Published: Oct. 12, 2022 at 6:27 PM CDT|Updated: Oct. 12, 2022 at 6:29 PM CDT
Email This Link
Share on Pinterest
Share on LinkedIn

LUBBOCK, Texas (KCBD) - The Texas Department of Criminal Justice predicts there will be an increase in inmates next fiscal year. This prediction comes as the agency works to fill thousands of vacant positions.

Bryan Collier is the executive director of TDCJ.

He presented the agency’s 2024-2025 legislative appropriations request in September.

“It is a heavy request as I have told many of you individually,” Collier said.

The agency requested an additional $1.39 billion dollars on top of its budget.

“Really, within every piece of TDCJ we are struggling to one, maintain existing staffing as well as recruiting new staffing,” Collier said.

Collier said TDCJ reached an all-time high vacancy of 8,043 correctional officers in February 2022, so the agency implemented a 15% pay raise for correctional officers to help combat critical staffing levels in April 2022.

“We have actually gained correctional officers every month since. Just to give you a point of reference, for at least the last three to four years prior to that, we were losing more officers every month than we were gaining. We have gone from over 8,000 vacancies pre 15% increase to just under 7,000 vacancies today.”

Collier said he wants to extend that pay raise into the next fiscal year, which will cost more than $374 million. Another $6.5 million would go to the Office of Inspector General.

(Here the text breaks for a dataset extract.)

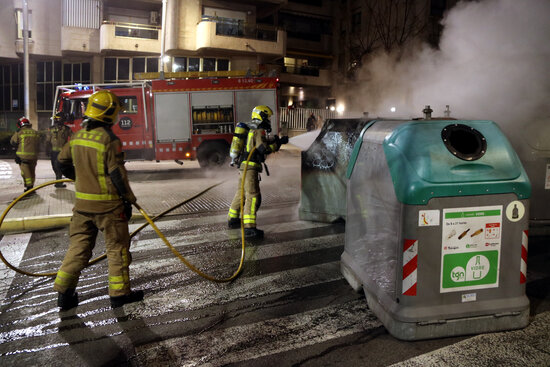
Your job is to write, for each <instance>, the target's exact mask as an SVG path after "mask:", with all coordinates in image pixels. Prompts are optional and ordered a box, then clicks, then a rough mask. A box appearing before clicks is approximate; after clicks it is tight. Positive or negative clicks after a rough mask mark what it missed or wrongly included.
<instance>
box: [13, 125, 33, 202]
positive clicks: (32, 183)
mask: <svg viewBox="0 0 550 367" xmlns="http://www.w3.org/2000/svg"><path fill="white" fill-rule="evenodd" d="M17 127H18V130H17V132H16V133H15V134H13V136H12V137H11V140H10V143H11V145H14V146H17V152H15V163H17V164H18V165H19V168H20V169H21V177H23V184H24V185H25V191H28V190H30V189H32V188H33V186H34V179H35V170H36V161H37V159H38V147H39V143H40V136H39V135H38V132H37V131H36V130H33V128H32V124H31V123H30V121H29V119H27V118H26V117H24V116H23V117H21V118H20V119H19V120H18V121H17Z"/></svg>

“It would increase their positions to 35. 11 of which we have already had to add because of the increased number in criminal cases and contraband they have had to deal with,” Collier said.

TDCJ is reporting a big increase in number of criminal cases, along with some high-profile incidents of corrections officers caught trying to smuggle contraband into their facilities.

Correctional officer Gilma Parades had been with the department about seven months when officials said they caught her trying to smuggle more than 17 ounces of liquid PCP and more than 20 ounces of fentanyl into the Preston Smith Unit in Lamesa.

Investigators also searched her vehicle and said they found more than 30 ounces of liquid PCP and five ounces of liquid fentanyl.

Earlier this month, agents said a correctional officer at a unit near Dallas tried to sneak contraband into the facility.

In September, correctional staff said they caught two people trying to drop off illegal drugs and cell phones at a facility in Hondo.

The month before that, a correctional officer was arrested after investigators said they found drugs and cell phones in his car that they believe he was going to try to smuggle into a Gatesville prison.

“If you go back to FY 2019, there were about 9,300 criminal cases opened a year. This past year, there were 12,000. We have seen a significant increase in contraband and other items,” Collier said.

Now, it will be up to state lawmakers to approve the budget.